Devout supporters of Trump maintain the belief that the election will not be over until lawsuits filed by the Trump administration have been completed, all votes are tabulated or retabulated in close states and the electoral college is allowed to cast their votes on January 6.

“There’s still some states that are a toss up,” Frey said in an interview held on November 15. “The media isn’t who decides the president; it’s the Electoral College. We’re just gonna have to see what happens after the recounts are done.”

Some Trump supporters may currently be confused by the incumbent’s loss and hesitant to accept the results because of the undeniably ample support Trump has received. 

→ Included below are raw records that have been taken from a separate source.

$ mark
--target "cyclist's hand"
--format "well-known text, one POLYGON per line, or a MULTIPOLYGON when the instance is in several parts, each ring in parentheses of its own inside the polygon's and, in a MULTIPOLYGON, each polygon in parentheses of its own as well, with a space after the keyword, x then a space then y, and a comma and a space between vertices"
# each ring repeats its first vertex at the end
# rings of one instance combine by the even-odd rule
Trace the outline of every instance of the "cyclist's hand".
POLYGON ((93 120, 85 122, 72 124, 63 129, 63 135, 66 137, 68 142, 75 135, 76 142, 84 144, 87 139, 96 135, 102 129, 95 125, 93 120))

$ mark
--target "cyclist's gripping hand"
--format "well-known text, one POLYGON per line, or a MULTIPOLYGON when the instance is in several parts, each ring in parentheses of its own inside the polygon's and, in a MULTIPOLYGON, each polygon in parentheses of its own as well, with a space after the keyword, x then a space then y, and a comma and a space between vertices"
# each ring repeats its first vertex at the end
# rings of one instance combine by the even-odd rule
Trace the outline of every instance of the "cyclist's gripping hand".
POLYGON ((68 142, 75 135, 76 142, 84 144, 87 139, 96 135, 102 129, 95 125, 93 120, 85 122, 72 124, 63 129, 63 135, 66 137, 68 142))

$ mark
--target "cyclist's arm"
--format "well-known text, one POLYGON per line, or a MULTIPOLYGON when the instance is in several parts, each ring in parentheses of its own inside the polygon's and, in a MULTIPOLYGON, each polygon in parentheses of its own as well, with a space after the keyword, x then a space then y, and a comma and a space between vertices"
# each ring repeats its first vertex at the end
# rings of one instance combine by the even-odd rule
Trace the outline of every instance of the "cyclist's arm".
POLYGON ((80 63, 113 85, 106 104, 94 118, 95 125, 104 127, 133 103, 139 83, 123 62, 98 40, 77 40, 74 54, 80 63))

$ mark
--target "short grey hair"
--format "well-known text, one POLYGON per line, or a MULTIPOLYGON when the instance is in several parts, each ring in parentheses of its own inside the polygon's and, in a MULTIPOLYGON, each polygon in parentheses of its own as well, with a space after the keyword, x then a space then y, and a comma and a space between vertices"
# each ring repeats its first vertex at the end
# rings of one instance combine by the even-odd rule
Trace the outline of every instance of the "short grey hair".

“There’s always gonna be a segment that will refuse to admit that many Americans don’t see what they see,” Dell’Orto said. “I think that’s probably what happened with President Trump. They keep calling it the grieving process that (disappointed voters go) through. 

The people that turn out to the rallies are over the top crazy in love with (Trump). Not very often do you get politicians being told that they are loved (by their supporters). So if you’re (hearing) that (praise) and it doesn’t happen that often, how can you not believe that 90% of the country loves him?”

Apps like Parler have acted as new, uncensored social media platforms that allow for conservatives to share posts without being flagged for spreading misinformation, further fueling political tension and discourse regarding the credibility of the election’s results.

“Stop the Steal” groups have gained large followings on Facebook as they are taken down and then pop up again. One such group with 11,000 group members says the intent of the coalition is to, “make aware the issues of fraudulent voting practices and fraudulent ballot counting.”

As the claims of a deceitful election have maintained in volume, those that see no evidence of fraud feel confident in the integrity of the election.

“I don’t think there’s been any fraud,” Keys said.  “I think (Trump supporters)  are just looking for any kind of excuse to not realize the reality of what happened. There’s no proof that there was anything fraudulent.”

Though fraud does happen on occasion during an election, it’s historically unlikely for that fraud to reach a large scale.

“It’s really important that most people, at some foundational level, come to realization that voting irregularities happen,” Dell’Orto said. “Sometimes they happen based on technology, sometimes the person uses the wrong pen or they bubble the wrong thing and sometimes people do try to vote when they probably shouldn’t have. 

The voting (registry) doesn’t keep up with people who died, so the idea that people who died voted? That’s been happening as long as I’ve studied history. So there’s always going to be some of them.”

Additionally, according to Dell’Orto, tabulation errors occur for votes of all candidates.

“I would like most people to believe that, by and large, anything ‘fraudulent’ is happening on both sides,” Dell’Orto said. “And they’re probably going to …cancel each other out once it gets to the big scale.”

Many Trump supporters maintain that they will accept the results of the election after all avenues of discourse have been carried out.

“After the (recounts are) done, and if it’s a legitimate count and it turns out that Trump lost, then I can accept (the results),” Frey said. “I think most Trump supporters are the same way; we can accept a legitimate loss. We just don’t want it to be tainted with scandal or potential fraud because that kind of tarnishes the whole process.”